Snowpipe (Files)
Snowpipe loads data from files as soon as they are available in a stage. The data is loaded according to the COPY statement defined in a referenced pipe.
Common Workflow
To enable automatic data ingestion from a stage to Snowpipe, a managed event queue (e.g., AWS SQS) is created when the Snowpipe is set up. You can retrieve the queue’s ARN using the SHOW PIPES
command. This ARN is then configured as the destination for object creation events in the storage service (e.g., S3 event notifications). When a new file is uploaded to the storage (set as external stage), an event is sent to the SQS queue, triggering the execution of the COPY INTO
statement.
Two mechanisms:
Automating Snowpipe using cloud messaging
- leverage event notifications for cloud storage to inform Snowpipe of the arrival of new data files to load.
- Snowpipe polls the event notifications from a queue
Calling Snowpipe REST endpoints
- calls a public REST endpoint with the name of a pipe object and a list of data filenames.

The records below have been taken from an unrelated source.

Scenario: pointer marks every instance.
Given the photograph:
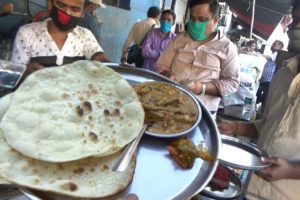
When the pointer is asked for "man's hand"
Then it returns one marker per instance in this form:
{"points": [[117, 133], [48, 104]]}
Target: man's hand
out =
{"points": [[123, 60], [279, 169], [32, 67], [101, 57], [195, 87], [227, 127]]}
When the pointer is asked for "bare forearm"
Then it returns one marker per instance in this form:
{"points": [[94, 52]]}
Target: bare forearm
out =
{"points": [[100, 57], [294, 171]]}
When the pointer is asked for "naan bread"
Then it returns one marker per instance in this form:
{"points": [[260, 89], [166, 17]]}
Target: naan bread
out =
{"points": [[86, 178], [5, 103], [71, 112]]}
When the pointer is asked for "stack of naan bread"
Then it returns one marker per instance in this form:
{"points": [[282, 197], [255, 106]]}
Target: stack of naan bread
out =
{"points": [[63, 129]]}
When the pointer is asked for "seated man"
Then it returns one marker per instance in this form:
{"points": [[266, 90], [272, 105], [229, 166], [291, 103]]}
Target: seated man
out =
{"points": [[58, 40], [202, 59], [158, 39], [44, 14], [90, 20], [268, 72]]}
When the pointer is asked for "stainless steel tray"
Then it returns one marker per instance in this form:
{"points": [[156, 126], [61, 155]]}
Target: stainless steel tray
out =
{"points": [[240, 154], [235, 189], [156, 175]]}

- POST: provide the file path in the request body, receiving the load status response
- GET: Retrieve the loading history
Snowpipe Streaming (Rows)
- continuous, low-latency loading of streaming data directly into Snowflake. It enables near real-time data ingestion and analysis, crucial for timely insights and immediate operational responses
Feature / Aspect | Snowpipe Streaming – High-Performance (Preview) | Snowpipe Streaming – Classic |
---|---|---|
SDK | New snowpipe-streaming SDK | snowflake-ingest-java SDK (up to v4.x) |
Data Flow Management | Uses PIPE object to manage data flow and enable lightweight transformations at ingest time; channels open against the PIPE | No PIPE object; channels are opened directly against target tables |
Ingestion Method | REST API for direct, lightweight ingestion through PIPE | SDK-based ingestion directly into tables |
Schema Validation | Server-side during ingestion, validated against PIPE schema | Typically handled client-side or at query time |
Performance | Significantly higher throughput; improved query efficiency on ingested data | Reliable, but lower throughput compared to high-performance version |
Pricing Model | Transparent, throughput-based pricing (credits per uncompressed GB) | Based on serverless compute usage + number of active client connections |
Use Case | Recommended for new streaming projects needing high throughput, predictable cost, and advanced capabilities | Reliable solution for established pipelines, production-ready but less performant |
offset token:
- like a bookmark/ resume point for your data, tracking how far you’ve ingested data into Snowflake so you know which rows have already been processed.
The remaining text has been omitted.